In Germany, a series of laws have been passed since 1993 to
restructure the public service regulations at Deutsche Bahn (DB).
By 2000, only one quarter of all DB workers were in the employ
of the public service. Similar developments occurred in nearly
every other European country, with the exception of France, where
the majority of rail workers are still employed as public servants
and with the guarantee of secure employment, better health insurance
and other benefits.
In 2000, the plural left coalition government legislated
the regionalisation of SNCF. With this, the European directive
to open up the railways to competition was realised. The aim of
splitting apart SNCF into various regional, multi-regional and
national units was to reduce costs by shifting fiscal responsibility
to the individual regions and cutting federal funds for administration
and regional services. The result was the complete shattering
of the previously unified organisation.
In the beginning of 2001, the Socialist Party-led government
of Lionel Jospin attempted to raise the retirement age from 60
to 65, provoking a wave of strikes and mass demonstrations, in
which the entire public service throughout France participated,
including rail workers. The government reacted with state repression,
using the CRS special riot police.
The head of the employers federation, Baron Ernest-Antoine
de Seillière, was made the bogeyman by the unions, which
were silent about the attack on the working class by the so-called
left government.
While the unions publicly denounced Seillière, behind
closed doors they gave him assurances that they were willing to
make concessions in order to guarantee the solvency
of the pensions. At the same time, the Transport Minister, Jean-Claude
Gayssot of the French Communist Party, announced his support for
the EU directive granting private companies the right to enter
European rail operations.
After his re-election in 2002, for the first time, French president
Jacques Chirac demanded restrictions on the right to strike. A
minimum service should be introduced in order to guarantee
a level of service during strikes in the public sector, he demanded.
However, this high-risk project of the government
(Le Monde) was put on the back burner temporarily, for
fear of the reaction it would provoke in the working class.
Since 2002 the workforce at SNCF has been reduced. In September
2003, SNCF CEO Louis Gallois (later employed by Airbus and EADS)
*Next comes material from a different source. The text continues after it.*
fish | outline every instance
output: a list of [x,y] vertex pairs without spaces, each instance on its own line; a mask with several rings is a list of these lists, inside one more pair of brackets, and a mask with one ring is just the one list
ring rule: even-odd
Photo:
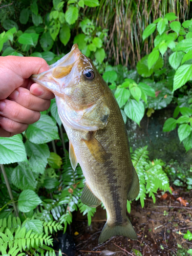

announced that the number of new employees hired would be cut
by 1,000.
In Spring 2003, millions of workers went out on strike and
demonstrated against the plans of the conservative government
to increase the number of working years and to cut pensions by
30 percent. In the end, the unions succeeded in splitting the
mass movement into individual days of action, winding it all down
shortly thereafter.
In 2005, French voters rejected the right-wing draft European
Constitution. However, this did not stop the campaign to privatise
SNCF, which proceeded apace. The railways were to be split into
four separate competing organisations, operated exclusively on
the basis of profit, bringing the SNCF into line with other European
railways.
The break-up was based on the divisions of freight transport,
passenger transport, European transport, and infrastructure. In
the infrastructure division, thousands of kilometres of track
are threatened with closure due to their poor state of maintenance.
If operators want to open new lines, these will only be created
through finances from joint public-private partnerships. In the
meantime, station operators are now only signing fixed-term contracts.
The brutal restructuring based on forcing concessions from
rail workers and at the cost of passengers finally saw SNCF record
its first profit in 2004. In 2006, its profit was 5 percent of
turnover.
Further rationalisation is currently being implemented to prepare
for the privatisation of goods traffic. From November this year
some 262 of the 1,583 goods stations are to stop taking part-loads
(wagon isolé), which is being written off as unprofitable,
with the cargoes being transported by road.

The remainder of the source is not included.